Eval Scenario Review Checklist
Task and Criteria Shape
Does the task describe a SITUATION or prescribe a TECHNIQUE?
- Correct: task describes what the user needs done ("Ship a hotfix", "Wire up a reviewer"). Criteria check whether the output matches the specific manner the plugin prescribes — that conformance IS the plugin's contribution.

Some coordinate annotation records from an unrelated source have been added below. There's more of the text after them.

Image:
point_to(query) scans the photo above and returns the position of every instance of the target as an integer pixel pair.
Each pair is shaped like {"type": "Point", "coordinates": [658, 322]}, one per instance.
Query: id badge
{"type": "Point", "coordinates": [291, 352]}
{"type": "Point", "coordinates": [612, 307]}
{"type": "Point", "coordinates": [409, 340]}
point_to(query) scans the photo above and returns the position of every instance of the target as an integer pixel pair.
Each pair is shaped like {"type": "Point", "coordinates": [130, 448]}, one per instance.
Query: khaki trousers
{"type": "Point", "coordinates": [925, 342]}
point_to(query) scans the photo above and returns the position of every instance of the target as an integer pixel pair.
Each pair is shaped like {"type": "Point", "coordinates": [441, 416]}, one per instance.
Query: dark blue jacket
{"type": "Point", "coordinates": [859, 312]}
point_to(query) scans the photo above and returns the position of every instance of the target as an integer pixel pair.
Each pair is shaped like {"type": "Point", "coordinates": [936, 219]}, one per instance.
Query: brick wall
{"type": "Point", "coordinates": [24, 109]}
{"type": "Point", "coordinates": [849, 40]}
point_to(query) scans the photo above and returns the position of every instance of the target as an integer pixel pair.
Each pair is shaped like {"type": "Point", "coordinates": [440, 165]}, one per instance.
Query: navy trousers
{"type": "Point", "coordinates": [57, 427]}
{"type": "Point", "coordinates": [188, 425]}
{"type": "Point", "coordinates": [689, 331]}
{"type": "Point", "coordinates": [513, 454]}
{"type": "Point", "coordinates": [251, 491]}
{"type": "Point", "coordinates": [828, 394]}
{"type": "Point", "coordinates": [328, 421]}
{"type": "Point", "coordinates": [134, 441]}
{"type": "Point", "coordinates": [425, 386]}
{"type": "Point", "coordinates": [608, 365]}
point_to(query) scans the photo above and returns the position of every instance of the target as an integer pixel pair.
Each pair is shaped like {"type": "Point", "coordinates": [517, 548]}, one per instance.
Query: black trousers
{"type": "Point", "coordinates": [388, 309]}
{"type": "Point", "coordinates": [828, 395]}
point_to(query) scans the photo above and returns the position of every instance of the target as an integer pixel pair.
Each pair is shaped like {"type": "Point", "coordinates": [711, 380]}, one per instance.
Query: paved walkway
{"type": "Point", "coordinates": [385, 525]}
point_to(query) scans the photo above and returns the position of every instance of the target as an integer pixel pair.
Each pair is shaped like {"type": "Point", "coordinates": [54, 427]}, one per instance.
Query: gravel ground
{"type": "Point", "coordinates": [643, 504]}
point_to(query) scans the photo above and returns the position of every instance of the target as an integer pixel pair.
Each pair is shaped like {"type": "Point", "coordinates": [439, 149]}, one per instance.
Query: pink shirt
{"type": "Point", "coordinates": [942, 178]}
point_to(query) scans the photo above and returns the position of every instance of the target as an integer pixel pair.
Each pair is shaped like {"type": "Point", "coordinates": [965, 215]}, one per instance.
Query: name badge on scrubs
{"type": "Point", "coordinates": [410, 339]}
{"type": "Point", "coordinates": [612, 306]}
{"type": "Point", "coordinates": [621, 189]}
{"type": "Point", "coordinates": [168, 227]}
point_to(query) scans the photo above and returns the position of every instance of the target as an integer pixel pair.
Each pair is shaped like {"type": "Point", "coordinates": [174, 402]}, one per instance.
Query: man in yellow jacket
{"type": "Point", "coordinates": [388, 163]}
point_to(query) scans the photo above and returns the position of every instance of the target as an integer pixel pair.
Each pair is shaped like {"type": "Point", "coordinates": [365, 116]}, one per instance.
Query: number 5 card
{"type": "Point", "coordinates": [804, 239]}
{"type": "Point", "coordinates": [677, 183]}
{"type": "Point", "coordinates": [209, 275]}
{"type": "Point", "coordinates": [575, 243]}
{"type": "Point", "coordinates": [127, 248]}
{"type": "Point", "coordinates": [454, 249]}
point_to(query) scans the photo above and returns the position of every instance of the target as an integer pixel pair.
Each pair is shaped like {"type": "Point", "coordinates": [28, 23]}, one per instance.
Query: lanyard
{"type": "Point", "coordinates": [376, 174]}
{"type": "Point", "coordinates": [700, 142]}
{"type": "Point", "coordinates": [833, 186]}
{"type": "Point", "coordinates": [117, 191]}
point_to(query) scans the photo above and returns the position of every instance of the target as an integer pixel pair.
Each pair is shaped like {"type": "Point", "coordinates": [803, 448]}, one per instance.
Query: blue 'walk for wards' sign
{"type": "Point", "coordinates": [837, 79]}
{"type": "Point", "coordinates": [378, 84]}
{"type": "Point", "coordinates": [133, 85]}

- Wrong: task names the technique, format, sequence, or literal the criterion grades ("Ship a hotfix using
--ff-only"). The agent passes by reading the task, not by applying the plugin.
Bleeding
Two forms:
- Task/criterion overlap: a criterion's expected literal appears verbatim in the task description. For each criterion with a concrete expected value, grep the task text for that literal — a match is bleeding. Fix by stripping the literal from the task and keeping the criterion. Baseline should still be able to attempt the situation (they'll just pick some other manner); if stripping the literal makes the task unsolvable even for a baseline, the scenario is too narrow to evaluate the plugin and should be reframed.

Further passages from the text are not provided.